The silence is deafening. No sounds of horns beeping, traffic whizzing by from the left or right, or that crazy dog who barked all night long outside the window of my hotel. I got home after 28 hours of traveling and being sleep deprived, I just laid in bed listening to sheer silence. Had I not noticed before how quiet it was? Coming back home after a trip is difficult because you are not the same person that left. I am different. Rwanda and her people changed me. I had experiences that made me question my status quo. Even though I am home again, everything is different.
Sunday morning I woke up at 4 and went down to the webstore and unpacked my suitcases. I looked at all the product I brought back and was overwhelmed, overwhelmed by the stories of the artisans. Would I be able to share their stories well? As I took the woven bowls from the suitcase, I saw the ladies sitting on the bamboo mat, singing and laughing. I was back on top of that hill, the sun is shining and the ladies are sharing their craft with me. I look at the honey dippers and I remember being back in the workshop. I pick up the machete and start hacking at the wood praying that I would leave with the same number of fingers as I came with. The guys are excited that I am excited by their work. They keep showing me new pieces and watching my expressions. I pick up the woven banana fiber box of beeswax soaps. I was pretty adamant that I wanted to bring these soaps home and was looking for a way to create the perfect box. I just couldn’t give up on them. When I asked them to make a banana fiber box, I really had no idea how it would turn out. When they handed me the prototype box, I was in love. Perfect! They all smiled so big. Can we put a kitenge ribbon around it? “Sure!” I held the honey dipped candles in my hand. I was back with the bee keepers. I remember how shy they were when we 1st met. As I kept asking questions and they were answering them, I saw their confidence grow. They got excited when I got excited. I looked at the candles and remembered them walking me back down the hill to my car. “Please come back.”
A picture may be worth a thousand words, but these products represent the hearts of all the artisans.

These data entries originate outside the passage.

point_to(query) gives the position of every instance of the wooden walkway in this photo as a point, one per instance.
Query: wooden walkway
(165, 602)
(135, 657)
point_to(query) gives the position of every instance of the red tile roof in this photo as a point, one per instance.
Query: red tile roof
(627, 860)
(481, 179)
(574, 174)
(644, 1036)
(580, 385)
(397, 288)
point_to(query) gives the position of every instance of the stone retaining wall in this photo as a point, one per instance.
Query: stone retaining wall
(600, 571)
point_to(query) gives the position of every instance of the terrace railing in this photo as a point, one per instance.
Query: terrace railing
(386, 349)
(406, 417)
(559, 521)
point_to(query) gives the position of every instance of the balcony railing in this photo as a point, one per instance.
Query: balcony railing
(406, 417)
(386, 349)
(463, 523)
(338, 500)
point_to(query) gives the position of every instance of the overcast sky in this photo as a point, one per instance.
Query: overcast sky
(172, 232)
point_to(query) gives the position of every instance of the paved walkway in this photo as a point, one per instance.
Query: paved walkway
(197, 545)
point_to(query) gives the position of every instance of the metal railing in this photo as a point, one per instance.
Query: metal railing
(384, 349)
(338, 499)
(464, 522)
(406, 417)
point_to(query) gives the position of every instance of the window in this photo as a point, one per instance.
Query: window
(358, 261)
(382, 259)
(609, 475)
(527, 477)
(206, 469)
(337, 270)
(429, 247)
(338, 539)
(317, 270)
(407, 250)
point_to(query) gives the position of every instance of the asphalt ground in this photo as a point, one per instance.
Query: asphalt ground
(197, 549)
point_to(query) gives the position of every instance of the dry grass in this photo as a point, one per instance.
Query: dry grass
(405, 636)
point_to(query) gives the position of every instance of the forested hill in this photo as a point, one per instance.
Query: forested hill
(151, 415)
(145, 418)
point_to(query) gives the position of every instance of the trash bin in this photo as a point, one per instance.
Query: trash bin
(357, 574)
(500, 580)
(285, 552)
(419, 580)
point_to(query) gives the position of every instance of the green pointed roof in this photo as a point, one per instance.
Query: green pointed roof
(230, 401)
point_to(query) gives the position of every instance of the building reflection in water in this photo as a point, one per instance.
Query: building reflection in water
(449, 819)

The responsibly of sharing their stories and doing it well is something I take seriously. I don’t want to let them down. Each one hugged me when I came to visit and embraced me harder when I left. We shared meals together and shared what life was like in each of our every day lives. Coming back from these trips are overwhelming and maybe that’s a good thing. Because if I am overwhelmed that means I brought them back with me in my heart. Seriously, how did it get this much product home?!?